Question] What is the overall goal of the dialect?
[Answer] The GEN dialect is aimed at extending the LLVM dialect with operations for exposing to the MLIR ecosystem selected Intel Xe ISA (codename GEN) assembly instructions such as the instruction used to do matrix multiplication with accumulation (i.e. DPAS).
[Question] What is the first implementation milestone?
[Answer] The first implementation milestone aims at providing operations to:
- query GPU properties such as threads ID, block ID, block and grid dimensions, etc…
- emit barrier and group shuffle operations
- emit instructions useful to access systolic array HW for matrix operations
[Question] How does it fit into the MLIR dialect ecosystem?

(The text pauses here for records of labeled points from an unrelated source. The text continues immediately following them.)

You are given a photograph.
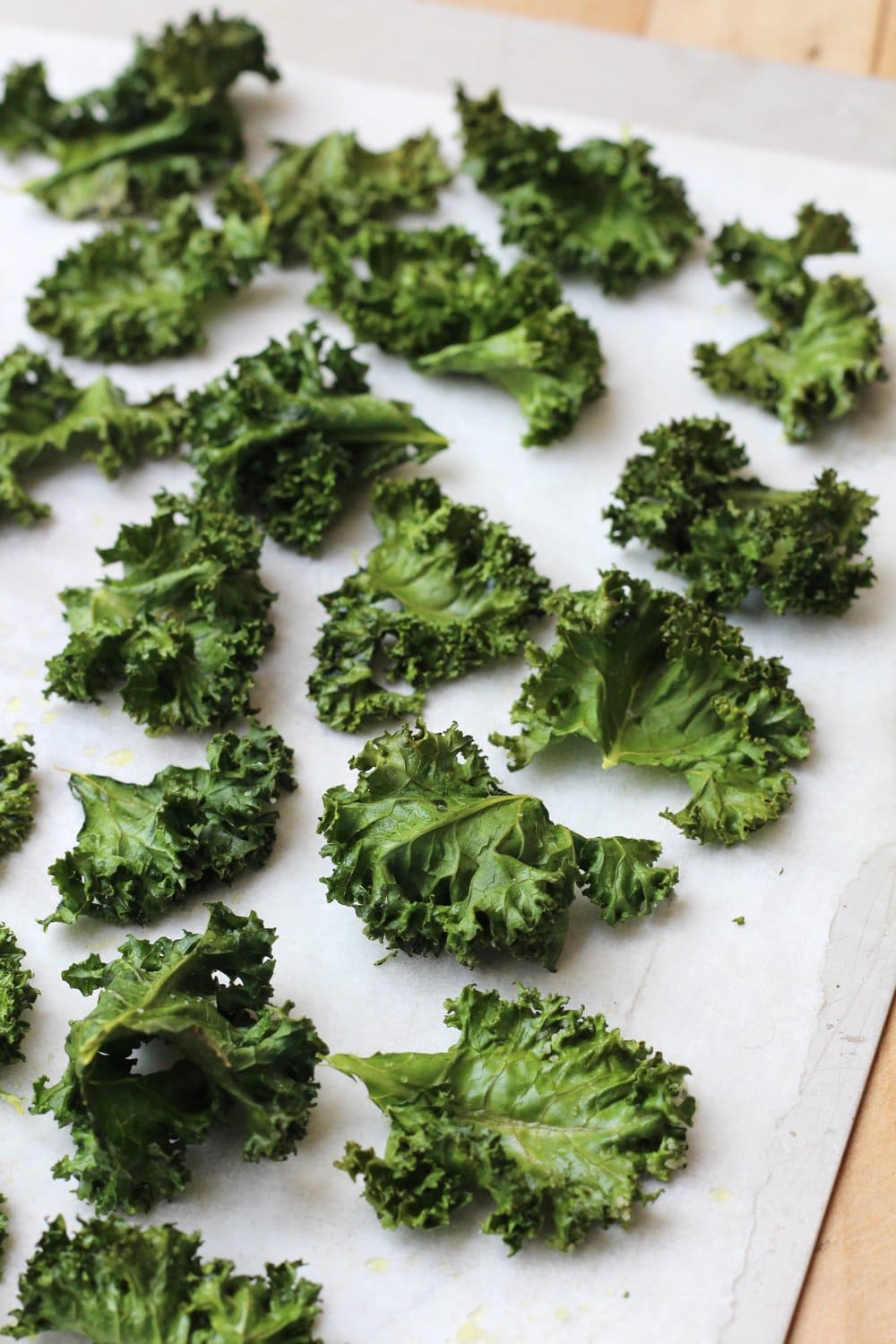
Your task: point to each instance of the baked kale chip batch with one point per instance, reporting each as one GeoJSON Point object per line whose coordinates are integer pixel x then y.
{"type": "Point", "coordinates": [209, 996]}
{"type": "Point", "coordinates": [43, 411]}
{"type": "Point", "coordinates": [332, 187]}
{"type": "Point", "coordinates": [443, 593]}
{"type": "Point", "coordinates": [163, 126]}
{"type": "Point", "coordinates": [145, 847]}
{"type": "Point", "coordinates": [600, 209]}
{"type": "Point", "coordinates": [728, 534]}
{"type": "Point", "coordinates": [438, 297]}
{"type": "Point", "coordinates": [183, 629]}
{"type": "Point", "coordinates": [548, 1112]}
{"type": "Point", "coordinates": [110, 1281]}
{"type": "Point", "coordinates": [656, 679]}
{"type": "Point", "coordinates": [435, 857]}
{"type": "Point", "coordinates": [292, 435]}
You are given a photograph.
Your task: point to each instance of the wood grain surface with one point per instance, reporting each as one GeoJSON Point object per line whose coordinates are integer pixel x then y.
{"type": "Point", "coordinates": [849, 1295]}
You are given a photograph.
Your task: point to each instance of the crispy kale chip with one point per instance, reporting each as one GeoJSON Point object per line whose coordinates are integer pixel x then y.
{"type": "Point", "coordinates": [18, 792]}
{"type": "Point", "coordinates": [437, 296]}
{"type": "Point", "coordinates": [292, 435]}
{"type": "Point", "coordinates": [140, 290]}
{"type": "Point", "coordinates": [443, 593]}
{"type": "Point", "coordinates": [163, 126]}
{"type": "Point", "coordinates": [335, 185]}
{"type": "Point", "coordinates": [43, 411]}
{"type": "Point", "coordinates": [209, 997]}
{"type": "Point", "coordinates": [548, 1112]}
{"type": "Point", "coordinates": [16, 997]}
{"type": "Point", "coordinates": [183, 628]}
{"type": "Point", "coordinates": [145, 847]}
{"type": "Point", "coordinates": [435, 857]}
{"type": "Point", "coordinates": [728, 534]}
{"type": "Point", "coordinates": [110, 1281]}
{"type": "Point", "coordinates": [600, 209]}
{"type": "Point", "coordinates": [659, 680]}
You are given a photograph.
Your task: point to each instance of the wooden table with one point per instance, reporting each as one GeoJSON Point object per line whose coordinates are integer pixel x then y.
{"type": "Point", "coordinates": [849, 1295]}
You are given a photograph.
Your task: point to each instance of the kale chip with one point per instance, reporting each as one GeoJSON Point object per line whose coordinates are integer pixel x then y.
{"type": "Point", "coordinates": [656, 679]}
{"type": "Point", "coordinates": [728, 534]}
{"type": "Point", "coordinates": [551, 1113]}
{"type": "Point", "coordinates": [600, 209]}
{"type": "Point", "coordinates": [209, 996]}
{"type": "Point", "coordinates": [292, 435]}
{"type": "Point", "coordinates": [183, 628]}
{"type": "Point", "coordinates": [443, 593]}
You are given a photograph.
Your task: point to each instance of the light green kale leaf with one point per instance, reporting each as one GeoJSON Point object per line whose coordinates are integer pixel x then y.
{"type": "Point", "coordinates": [729, 534]}
{"type": "Point", "coordinates": [600, 209]}
{"type": "Point", "coordinates": [145, 847]}
{"type": "Point", "coordinates": [443, 593]}
{"type": "Point", "coordinates": [42, 410]}
{"type": "Point", "coordinates": [435, 857]}
{"type": "Point", "coordinates": [183, 629]}
{"type": "Point", "coordinates": [209, 996]}
{"type": "Point", "coordinates": [110, 1281]}
{"type": "Point", "coordinates": [654, 679]}
{"type": "Point", "coordinates": [292, 435]}
{"type": "Point", "coordinates": [544, 1109]}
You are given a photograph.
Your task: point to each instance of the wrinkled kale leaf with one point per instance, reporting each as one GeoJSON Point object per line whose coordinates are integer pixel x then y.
{"type": "Point", "coordinates": [140, 290]}
{"type": "Point", "coordinates": [728, 534]}
{"type": "Point", "coordinates": [163, 126]}
{"type": "Point", "coordinates": [335, 185]}
{"type": "Point", "coordinates": [600, 209]}
{"type": "Point", "coordinates": [42, 410]}
{"type": "Point", "coordinates": [435, 857]}
{"type": "Point", "coordinates": [659, 680]}
{"type": "Point", "coordinates": [443, 593]}
{"type": "Point", "coordinates": [18, 792]}
{"type": "Point", "coordinates": [209, 996]}
{"type": "Point", "coordinates": [144, 847]}
{"type": "Point", "coordinates": [292, 435]}
{"type": "Point", "coordinates": [110, 1281]}
{"type": "Point", "coordinates": [548, 1112]}
{"type": "Point", "coordinates": [183, 629]}
{"type": "Point", "coordinates": [437, 296]}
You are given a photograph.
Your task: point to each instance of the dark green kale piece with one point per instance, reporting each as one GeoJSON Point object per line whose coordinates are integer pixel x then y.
{"type": "Point", "coordinates": [548, 1112]}
{"type": "Point", "coordinates": [145, 847]}
{"type": "Point", "coordinates": [185, 626]}
{"type": "Point", "coordinates": [209, 996]}
{"type": "Point", "coordinates": [600, 209]}
{"type": "Point", "coordinates": [110, 1281]}
{"type": "Point", "coordinates": [654, 679]}
{"type": "Point", "coordinates": [443, 593]}
{"type": "Point", "coordinates": [435, 857]}
{"type": "Point", "coordinates": [728, 534]}
{"type": "Point", "coordinates": [292, 435]}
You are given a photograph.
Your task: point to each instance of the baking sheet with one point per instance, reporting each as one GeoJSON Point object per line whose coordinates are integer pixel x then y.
{"type": "Point", "coordinates": [777, 1019]}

[Answer] The MLIR ecosystem contains the NVVM dialect, which extends the LLVM dialect to provide operations useful for programming NVIDIA GPUs, and the ROCDL dialect which extends the LLVM dialect in a similar way and provides operations for programming AMD GPUs. The GEN dialect is positioned at the same hierarchical level as the NVVM and ROCDL dialects and provide similar functionality for programing Intel GPUs.
[Question] Connection: how does it connect to the existing dialects in a compilation pipeline(s)?
[Answer] The GEN dialect complements the LLVM dialect to provide the ability to generate instructions for accessing Intel GPUs (just like NVVM/ROCDL dialects extend the LLVM dialect to provide access to instructions for NVIDIA/AMD GPUs).
Higher level dialects, such as the GPU dialect, can lower certain operations to the GEN dialect. For example, the GPU dialect can convert gpu::ThreadIdOp to GEN::TheadIdOp.
Also, we envision that the XeGPU dialect(link) will implement a lowering path to the GEN dialect.
[Question] Consolidation: is there already a dialect with a similar goal or matching abstractions; if so, can it be improved instead of adding a new one?
[Answer] There is no other dialect in MLIR fitting this goal.
[Question] Reuse: how does it generalize to similar but slightly different use cases?
[Answer] Over time the GEN dialect can be expanded to include more operations exposing Xe ISA instructions.
[Question] What is the community of users that it is serving?
[Answer] The GEN dialect serves open source communities who aspire to build high-performance applications using the MLIR infrastructure on Intel GPUs.
[Question] Who are the future contributors/maintainers beyond those who propose the dialect?
[Answer] Intel engineers would mainly maintain it. For example whitneywhtsang (Whitney Tsang) (github.com), pengtu (Peng Tu) (github.com) and others.